By the late 19th century, nearly 170,000 subsistence farming families had built an estimated 246,000 miles of stone walls to the northeast. But by that point the industrial revolution had already begun to contribute to the widespread abandonment of these farms in the northeastern United States. They were covered by forests within a few decades.

On my recent walks through the woods, I used a portable GPS device on a whim to map several miles of stone walls. And so, it became clear to me that their locations are not only part of an American heritage, but also record a centuries-long history of Earth’s migratory magnetic field.

Connect the walls with historical maps

The complex arrangement of walls that resulted from my GPS measurements made no sense to me until I found an old map of my town’s property lines in the local historical society. Suddenly I saw that some of the stone walls on my map were along the property lines from 1790. They marked borders.

My subsequent search of church registers and decades of federal census found the names of these farming families and details of their lives, including the annual yields from their crops. I got the feeling that the stone walls connected me to the long-gone people who had worked this land.

Now the wheels were really turning in my scientist’s mind. Did the original land surveys from the 18th and 19th centuries still exist in this district? What were the magnetic compass bearings on these boundaries in the original survey?

Historical maps and surveys underline the orderly manner in which properties were separated from the landscape in a grid.
Charles Peirce / Stoddard, New Hampshire

I knew that the location of Magnetic North shifts over time due to changes in the Earth’s core. Could I determine drift from stone walls and ancient land surveys? My preliminary map of the stone walls and some historical research indicated that the approach had potential.

However, in order to have scientific value, this work had to span much larger areas. I needed a different strategy to find and map stone walls. Fortunately, I found two pieces of useful information. First, the New York State Archives had hundreds of the original land surveys from the 18th and 19th centuries. Second, LiDAR (Light Detection and Ranging) images were publicly available in the air, which could reveal stone walls hidden under the forest canopy over much larger areas than I could cover on foot alone.

Magnetic north and true north are not the same – and their differences change over time.
Siberian Art / Shutterstock.com

Tracking the drift of Magnetic North over time

The earth rotates around its axis every 24 hours. The position of this spin axis in the northern hemisphere is called true north and moves very slowly. However, the true north location can be viewed as stationary on a timescale of several centuries.
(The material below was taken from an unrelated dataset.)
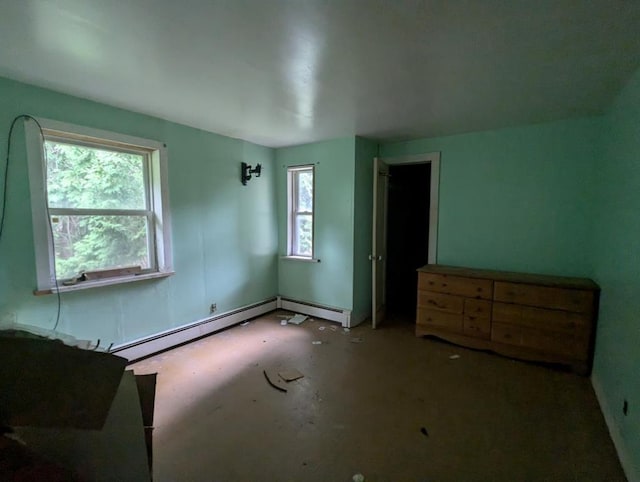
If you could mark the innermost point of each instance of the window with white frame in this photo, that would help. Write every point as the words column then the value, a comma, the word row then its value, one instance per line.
column 99, row 205
column 300, row 208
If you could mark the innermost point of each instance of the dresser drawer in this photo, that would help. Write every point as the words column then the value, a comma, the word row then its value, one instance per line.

But that’s not where a compass will go when it points north. In addition to being in a different location than true north, the location of the North Magnetic Pole is also changing rapidly – currently around one degree per 10 years in New England.

The difference in direction between true north and magnetic north (at a given time and place on earth) is known as magnetic declination. Global information about historical fluctuations in magnetic declination is currently based on thousands of magnetic compass bearings recorded in ships’ navigation logs from 1590 onwards.

But now my work on 726 mile stone walls offers independent control of magnetic declination between 1685 and 1910.

Here’s the logic. When settlers piled these stones along the boundaries of their properties, they used property lines that were laid out according to the surveyors’ compass values. Using LiDAR images, it was possible to determine the bearings of these stone walls in relation to true north and to compare them with the surveyors’ magnetic bearings. The difference is the magnetic declination at the time of the original survey.

For example, the original surveys divided the New Hampshire parish of Stoddard, New Hampshire, into hundreds of lots with boundaries with magnetic compass bearings of N80 degrees W and N14 degrees E in 1768. When the land was cleared for agriculture, the owners built along and within these 1768 stone walls measured boundaries.

Lidar reveals the stone walls hidden under the canopy. Comparing their orientation with true north provides the magnetic declination at this point when the boundaries were measured in 1768.

Now one can compare the bearings of these stone walled boundaries relative to magnetic north and true north today. The difference shows that the magnetic declination at this point was 7.6 ± 0.3 degrees W in 1768. This fits well with the current geophysical model of the scientists. Since the magnetic declination at this location is 14.2 degrees W today, the direction to magnetic north at this location has shifted 6.6 degrees further west at this location since 1768.

Data from these stone walls strengthen the current geophysical model of the earth’s magnetic field.